Like their counterparts on Michigan Avenue and Rush Street, high-end boutiques along ritzy Oak Street have been targeted time and time again by shoplifting crews this year.
So, when Chicago cops saw an unoccupied car parked in front of a hydrant on Oak Street with its flashers on Sunday afternoon, they looked a little closer. And that’s when things got really interesting.
It turns out the car matched the description of a vehicle used in recent retail thefts, according to prosecutors.
Officers kept an eye on the car, parked within a stone’s throw of luxury shops like Christian Louboutin, Dolce & Gabbana, and Chanel.

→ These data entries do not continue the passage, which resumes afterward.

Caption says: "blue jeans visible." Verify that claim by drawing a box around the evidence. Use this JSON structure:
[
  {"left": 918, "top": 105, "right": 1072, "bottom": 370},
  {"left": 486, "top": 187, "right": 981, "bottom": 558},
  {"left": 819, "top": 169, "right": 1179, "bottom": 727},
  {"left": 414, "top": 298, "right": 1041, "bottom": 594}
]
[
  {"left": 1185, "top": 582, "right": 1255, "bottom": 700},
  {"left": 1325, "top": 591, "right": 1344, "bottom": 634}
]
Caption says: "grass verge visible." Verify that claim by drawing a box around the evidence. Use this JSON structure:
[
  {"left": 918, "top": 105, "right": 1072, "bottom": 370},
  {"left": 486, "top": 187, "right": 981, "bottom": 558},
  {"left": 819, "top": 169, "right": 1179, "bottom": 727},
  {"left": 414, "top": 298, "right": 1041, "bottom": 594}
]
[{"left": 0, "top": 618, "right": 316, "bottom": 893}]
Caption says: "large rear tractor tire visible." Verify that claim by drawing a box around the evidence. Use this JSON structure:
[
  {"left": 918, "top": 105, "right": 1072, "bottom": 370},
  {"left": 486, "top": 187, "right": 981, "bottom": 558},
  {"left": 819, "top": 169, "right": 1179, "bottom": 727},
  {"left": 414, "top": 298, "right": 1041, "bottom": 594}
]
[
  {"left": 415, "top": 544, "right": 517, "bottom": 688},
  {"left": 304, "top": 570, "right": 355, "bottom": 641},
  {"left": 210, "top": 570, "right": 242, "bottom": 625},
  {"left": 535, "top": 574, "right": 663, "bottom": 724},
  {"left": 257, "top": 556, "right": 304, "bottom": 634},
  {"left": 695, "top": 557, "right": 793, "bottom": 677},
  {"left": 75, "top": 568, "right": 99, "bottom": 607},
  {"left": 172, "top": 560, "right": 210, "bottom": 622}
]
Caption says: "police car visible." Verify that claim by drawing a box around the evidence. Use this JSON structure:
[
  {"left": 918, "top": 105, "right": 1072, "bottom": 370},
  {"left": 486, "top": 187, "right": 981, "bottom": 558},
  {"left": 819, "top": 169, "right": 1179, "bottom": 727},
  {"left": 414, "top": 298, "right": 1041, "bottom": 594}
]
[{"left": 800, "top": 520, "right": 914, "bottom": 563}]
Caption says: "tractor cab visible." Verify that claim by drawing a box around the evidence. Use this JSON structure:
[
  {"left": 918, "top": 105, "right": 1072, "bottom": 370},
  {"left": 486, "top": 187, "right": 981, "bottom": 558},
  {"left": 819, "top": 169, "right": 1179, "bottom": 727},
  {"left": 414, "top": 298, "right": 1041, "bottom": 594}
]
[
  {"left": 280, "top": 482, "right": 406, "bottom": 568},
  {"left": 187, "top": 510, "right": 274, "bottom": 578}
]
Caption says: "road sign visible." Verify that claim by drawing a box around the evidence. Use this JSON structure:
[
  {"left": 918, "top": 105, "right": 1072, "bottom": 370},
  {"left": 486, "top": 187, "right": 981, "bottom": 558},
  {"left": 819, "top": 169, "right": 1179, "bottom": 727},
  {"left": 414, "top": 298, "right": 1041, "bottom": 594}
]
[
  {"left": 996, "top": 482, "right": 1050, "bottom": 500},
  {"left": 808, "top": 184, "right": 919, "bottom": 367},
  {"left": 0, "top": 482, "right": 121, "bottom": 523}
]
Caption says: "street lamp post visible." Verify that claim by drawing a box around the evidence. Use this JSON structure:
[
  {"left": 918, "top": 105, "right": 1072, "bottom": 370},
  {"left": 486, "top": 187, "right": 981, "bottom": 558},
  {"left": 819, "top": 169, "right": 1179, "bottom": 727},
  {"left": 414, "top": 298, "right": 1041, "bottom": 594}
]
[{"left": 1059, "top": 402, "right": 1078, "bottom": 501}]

It wasn’t long before a man and woman walked up to the car. The man, identified by prosecutors as Austin Collins, 29, tossed a satchel in the back seat and climbed behind the wheel. The woman entered the passenger seat.
Police stopped them before they could leave — they were parked in front of a hydrant, after all. And a cop opened one of the rear doors “for officer safety” because the windows were heavily tinted, Assistant State’s Attorney Loukas Kalliantasis said.
The officers noticed that the satchel Collins tossed into the back seat was “extremely bulky … consistent with firearms,” according to Kalliantasis. And it was heavy, too.
Cops looked inside and saw two handguns: a loaded 45-caliber with an extended ammunition magazine and a loaded 9-millimeter, Kalliantasis said.
Collins, a four-time convicted felon, was on bond for a pending armed habitual criminal case that he picked up last year while on parole for being a felon in possession of a firearm.
His previous convictions include another unlawful use of a weapon by a felon in 2013, aggravated battery by discharging a firearm in 2011, aggravated robbery in 2011, and two juvenile adjudications for burglary, Kalliantasis said.
Collins’ private defense attorney said he lives in Olympia Fields and suggested that Collins was guilty of nothing more than carrying his female passenger’s purse.
Judge Susana Ortiz denied a state request to hold Collins without bail on the new charges. Instead, she set bail at $350,000 and ordered him to go onto electronic monitoring if he can post 10% of that amount.
But he won’t be eligible to bail out right away. Ortiz also ordered him held without bail until the judge overseeing his armed habitual criminal case can consider the new developments.